マルチユーザーOSであるLinuxにおいて、利用者の権限を統制しセキュリティを担保する基盤が「ユーザー・グループ管理」です。LinuC 102試験の主題1.08.1「ユーザおよびグループアカウントと関連するシステムファイルの管理」は、重要度5という極めて高い比重を持ちます。本稿では、/etc/passwd(7項目)や/etc/shadow(9項目)の厳密なファイル構造、アカウントの追加・変更・削除(useradd, usermod, userdel)、副グループ追加の原則(-aG)、そしてパスワードエージング(chage)のタイムライン制御を、実機検証ログとともに論理的に解説します。
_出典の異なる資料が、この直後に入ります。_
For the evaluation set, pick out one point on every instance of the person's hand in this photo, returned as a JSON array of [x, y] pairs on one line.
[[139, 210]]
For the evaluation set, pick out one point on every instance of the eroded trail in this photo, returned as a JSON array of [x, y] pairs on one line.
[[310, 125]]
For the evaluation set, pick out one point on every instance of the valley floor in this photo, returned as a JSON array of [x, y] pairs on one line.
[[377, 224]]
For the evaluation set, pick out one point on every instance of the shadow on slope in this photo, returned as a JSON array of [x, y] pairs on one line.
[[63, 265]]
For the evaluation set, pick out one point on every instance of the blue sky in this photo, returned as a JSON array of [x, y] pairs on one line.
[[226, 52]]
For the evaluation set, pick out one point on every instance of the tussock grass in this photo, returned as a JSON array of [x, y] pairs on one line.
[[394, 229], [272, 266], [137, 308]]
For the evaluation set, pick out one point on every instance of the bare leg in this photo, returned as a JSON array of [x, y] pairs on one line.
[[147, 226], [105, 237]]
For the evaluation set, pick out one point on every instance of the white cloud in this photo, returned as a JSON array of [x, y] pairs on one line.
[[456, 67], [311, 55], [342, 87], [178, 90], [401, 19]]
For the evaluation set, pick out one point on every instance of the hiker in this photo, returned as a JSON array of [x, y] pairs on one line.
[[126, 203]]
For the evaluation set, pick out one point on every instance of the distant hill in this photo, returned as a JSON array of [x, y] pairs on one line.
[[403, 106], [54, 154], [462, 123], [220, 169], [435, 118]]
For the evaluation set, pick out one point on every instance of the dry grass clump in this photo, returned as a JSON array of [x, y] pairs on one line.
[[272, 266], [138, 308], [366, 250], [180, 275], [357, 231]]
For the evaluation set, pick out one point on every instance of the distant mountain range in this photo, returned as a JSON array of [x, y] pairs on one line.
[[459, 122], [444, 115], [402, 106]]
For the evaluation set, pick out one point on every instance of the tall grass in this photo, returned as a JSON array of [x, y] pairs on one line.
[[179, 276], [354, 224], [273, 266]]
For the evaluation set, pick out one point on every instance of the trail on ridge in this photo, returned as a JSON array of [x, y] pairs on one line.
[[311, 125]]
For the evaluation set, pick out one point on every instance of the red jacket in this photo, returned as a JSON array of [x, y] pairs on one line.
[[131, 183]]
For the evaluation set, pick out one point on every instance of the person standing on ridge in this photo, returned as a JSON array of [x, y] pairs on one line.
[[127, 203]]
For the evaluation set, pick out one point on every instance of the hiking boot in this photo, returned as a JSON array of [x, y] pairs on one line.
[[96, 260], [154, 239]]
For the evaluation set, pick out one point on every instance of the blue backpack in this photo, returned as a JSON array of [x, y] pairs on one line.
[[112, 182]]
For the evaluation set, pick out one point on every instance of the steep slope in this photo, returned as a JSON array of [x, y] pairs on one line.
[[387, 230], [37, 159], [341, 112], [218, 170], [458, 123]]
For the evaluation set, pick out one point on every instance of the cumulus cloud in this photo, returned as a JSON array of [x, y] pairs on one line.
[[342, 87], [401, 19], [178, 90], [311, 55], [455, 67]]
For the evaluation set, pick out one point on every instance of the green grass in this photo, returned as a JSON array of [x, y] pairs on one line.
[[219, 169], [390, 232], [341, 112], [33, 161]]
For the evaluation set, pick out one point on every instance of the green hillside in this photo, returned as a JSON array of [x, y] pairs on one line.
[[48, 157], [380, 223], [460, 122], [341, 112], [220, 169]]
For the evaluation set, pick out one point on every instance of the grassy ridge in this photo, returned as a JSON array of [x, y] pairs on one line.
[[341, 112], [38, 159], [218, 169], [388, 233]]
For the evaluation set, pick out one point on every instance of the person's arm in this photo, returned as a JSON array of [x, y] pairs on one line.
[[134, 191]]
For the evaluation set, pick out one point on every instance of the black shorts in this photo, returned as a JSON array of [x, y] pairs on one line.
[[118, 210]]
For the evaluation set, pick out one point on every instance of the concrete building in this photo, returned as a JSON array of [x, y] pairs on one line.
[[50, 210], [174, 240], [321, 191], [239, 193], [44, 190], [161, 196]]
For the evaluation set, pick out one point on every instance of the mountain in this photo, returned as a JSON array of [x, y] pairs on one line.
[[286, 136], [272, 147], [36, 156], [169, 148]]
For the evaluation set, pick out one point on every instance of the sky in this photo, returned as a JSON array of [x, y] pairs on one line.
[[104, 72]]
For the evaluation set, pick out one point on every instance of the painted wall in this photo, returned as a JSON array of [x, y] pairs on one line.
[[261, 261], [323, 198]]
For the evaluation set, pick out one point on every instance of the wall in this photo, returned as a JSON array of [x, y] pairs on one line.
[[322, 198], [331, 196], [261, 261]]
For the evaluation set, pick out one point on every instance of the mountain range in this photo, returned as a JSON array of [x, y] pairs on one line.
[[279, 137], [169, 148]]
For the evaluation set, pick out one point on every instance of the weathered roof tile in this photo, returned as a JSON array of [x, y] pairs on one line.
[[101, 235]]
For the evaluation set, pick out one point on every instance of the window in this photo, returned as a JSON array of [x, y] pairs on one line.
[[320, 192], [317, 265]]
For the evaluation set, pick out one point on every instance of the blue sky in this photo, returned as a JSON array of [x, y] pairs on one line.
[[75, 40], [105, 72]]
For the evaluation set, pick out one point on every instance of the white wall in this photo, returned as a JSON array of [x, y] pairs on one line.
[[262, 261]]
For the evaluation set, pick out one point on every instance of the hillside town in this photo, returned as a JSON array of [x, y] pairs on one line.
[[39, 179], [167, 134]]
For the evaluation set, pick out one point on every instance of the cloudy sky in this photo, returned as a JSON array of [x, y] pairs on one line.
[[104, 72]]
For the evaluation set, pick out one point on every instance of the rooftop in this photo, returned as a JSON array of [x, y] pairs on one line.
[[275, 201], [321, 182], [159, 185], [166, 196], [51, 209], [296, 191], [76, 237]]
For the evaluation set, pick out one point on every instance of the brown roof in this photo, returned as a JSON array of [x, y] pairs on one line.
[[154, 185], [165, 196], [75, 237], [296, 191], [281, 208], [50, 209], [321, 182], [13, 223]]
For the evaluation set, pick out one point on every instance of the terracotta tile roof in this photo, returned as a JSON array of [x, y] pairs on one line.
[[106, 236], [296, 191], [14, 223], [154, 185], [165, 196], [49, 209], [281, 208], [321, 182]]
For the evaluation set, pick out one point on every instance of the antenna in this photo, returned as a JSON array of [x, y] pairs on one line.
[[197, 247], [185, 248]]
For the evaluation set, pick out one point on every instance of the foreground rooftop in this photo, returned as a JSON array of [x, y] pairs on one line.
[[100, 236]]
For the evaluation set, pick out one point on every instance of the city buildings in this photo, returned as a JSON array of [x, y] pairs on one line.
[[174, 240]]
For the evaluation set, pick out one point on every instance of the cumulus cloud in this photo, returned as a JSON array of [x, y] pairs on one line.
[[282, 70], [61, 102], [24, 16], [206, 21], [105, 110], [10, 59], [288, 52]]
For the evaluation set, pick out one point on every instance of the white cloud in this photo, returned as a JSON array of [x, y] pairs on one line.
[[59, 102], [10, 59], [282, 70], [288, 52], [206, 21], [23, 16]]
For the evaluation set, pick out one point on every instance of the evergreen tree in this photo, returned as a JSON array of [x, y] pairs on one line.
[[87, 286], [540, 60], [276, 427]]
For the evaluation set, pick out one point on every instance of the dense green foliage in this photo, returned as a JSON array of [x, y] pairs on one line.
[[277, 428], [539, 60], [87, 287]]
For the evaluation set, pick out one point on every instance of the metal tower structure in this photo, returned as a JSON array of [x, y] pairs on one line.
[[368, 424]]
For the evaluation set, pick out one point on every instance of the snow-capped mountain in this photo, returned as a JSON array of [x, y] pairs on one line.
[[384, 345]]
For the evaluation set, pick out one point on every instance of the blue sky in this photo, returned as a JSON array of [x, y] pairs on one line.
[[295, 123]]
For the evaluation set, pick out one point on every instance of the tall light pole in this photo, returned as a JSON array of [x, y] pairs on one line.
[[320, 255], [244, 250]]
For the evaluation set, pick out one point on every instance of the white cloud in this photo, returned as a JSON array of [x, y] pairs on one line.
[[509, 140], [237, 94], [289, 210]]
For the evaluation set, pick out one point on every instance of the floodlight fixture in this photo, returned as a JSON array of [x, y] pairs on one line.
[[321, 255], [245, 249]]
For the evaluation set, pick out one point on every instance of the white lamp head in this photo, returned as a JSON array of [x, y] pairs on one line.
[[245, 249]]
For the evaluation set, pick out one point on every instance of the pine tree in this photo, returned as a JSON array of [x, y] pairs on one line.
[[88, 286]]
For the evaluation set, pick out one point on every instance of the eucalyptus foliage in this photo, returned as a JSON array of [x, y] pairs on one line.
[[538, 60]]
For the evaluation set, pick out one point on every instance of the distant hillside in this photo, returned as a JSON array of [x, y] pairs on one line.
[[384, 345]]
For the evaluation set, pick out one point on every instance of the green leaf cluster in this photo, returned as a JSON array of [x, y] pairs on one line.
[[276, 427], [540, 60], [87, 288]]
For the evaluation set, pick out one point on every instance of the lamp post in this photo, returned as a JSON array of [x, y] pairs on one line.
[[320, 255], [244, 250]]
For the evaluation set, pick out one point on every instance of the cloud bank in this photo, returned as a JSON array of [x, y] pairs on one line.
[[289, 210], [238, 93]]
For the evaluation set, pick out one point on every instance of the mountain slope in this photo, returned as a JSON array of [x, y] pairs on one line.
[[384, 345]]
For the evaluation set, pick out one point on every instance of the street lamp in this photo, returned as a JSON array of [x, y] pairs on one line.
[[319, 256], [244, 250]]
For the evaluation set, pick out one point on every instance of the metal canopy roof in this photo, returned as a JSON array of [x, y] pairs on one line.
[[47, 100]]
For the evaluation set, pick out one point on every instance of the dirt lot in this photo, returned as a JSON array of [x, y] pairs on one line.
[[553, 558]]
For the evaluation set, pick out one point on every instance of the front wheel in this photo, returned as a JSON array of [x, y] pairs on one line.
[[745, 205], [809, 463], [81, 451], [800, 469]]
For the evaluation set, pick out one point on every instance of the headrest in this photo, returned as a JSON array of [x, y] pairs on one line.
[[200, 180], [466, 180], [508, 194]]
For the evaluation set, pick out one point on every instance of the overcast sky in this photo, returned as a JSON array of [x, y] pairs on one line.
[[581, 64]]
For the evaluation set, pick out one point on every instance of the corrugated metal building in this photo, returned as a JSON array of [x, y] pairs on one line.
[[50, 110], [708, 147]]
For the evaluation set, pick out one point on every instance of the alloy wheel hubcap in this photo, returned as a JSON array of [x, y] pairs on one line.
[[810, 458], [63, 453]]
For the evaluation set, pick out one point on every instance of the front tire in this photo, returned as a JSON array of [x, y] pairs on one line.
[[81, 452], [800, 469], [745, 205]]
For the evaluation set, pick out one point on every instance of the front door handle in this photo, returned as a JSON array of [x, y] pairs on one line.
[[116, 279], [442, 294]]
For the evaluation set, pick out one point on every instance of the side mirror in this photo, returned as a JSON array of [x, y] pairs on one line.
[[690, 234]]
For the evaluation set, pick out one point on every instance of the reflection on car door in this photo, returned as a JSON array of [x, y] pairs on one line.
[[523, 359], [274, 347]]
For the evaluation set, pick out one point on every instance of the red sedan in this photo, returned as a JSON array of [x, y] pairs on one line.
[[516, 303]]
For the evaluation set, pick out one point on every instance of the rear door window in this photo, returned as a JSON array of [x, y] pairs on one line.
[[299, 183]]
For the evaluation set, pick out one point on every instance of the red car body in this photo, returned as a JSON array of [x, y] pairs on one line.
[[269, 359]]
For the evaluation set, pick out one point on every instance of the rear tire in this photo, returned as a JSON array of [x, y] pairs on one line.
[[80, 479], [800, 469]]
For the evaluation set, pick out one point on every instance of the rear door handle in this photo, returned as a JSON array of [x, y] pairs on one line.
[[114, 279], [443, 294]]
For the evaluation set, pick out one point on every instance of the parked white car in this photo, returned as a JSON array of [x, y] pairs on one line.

/etc/passwd、/etc/shadow、/etc/groupの全フィールドの定義と役割を説明できる状態を目指します/etc/skel、/etc/default/useradd、/etc/login.defsによる新規ユーザー初期化の仕組みを把握しますuseradd、usermod、userdelの主要オプション(特に副グループ追加の-aGやホーム一括削除の-r)を使いこなせるようにします- アカウントのロック機構(
passwd -lvsusermod -L)の内部動作(シャドウファイルへの!付与)を理解します chageコマンドを用いたパスワード有効期限・警告期間の設定と、次回ログイン時変更強制(-d 0)の手順を習得します
| 項目 | 仕様・設定値 |
|---|---|
| 検証機ホスト名 | linuc-node01 |
| ディストリビューション | AlmaLinux 9.8 (Olive Jaguar) |
| パスワード暗号化方式 | SHA-512(シャドウファイルのプレフィックス $6$) |
| 一般UID最小値(UID_MIN) | 1000(/etc/login.defs 規定値) |
| 対象試験 | LinuC レベル1 102試験(主題1.08.1 重要度5) |
目次
1. Linuxアカウント管理を司る主要システムファイル
Linuxにおけるユーザーやグループの情報は、データベースエンジンではなく、テキストファイル形式のフラットファイル群によって管理されています。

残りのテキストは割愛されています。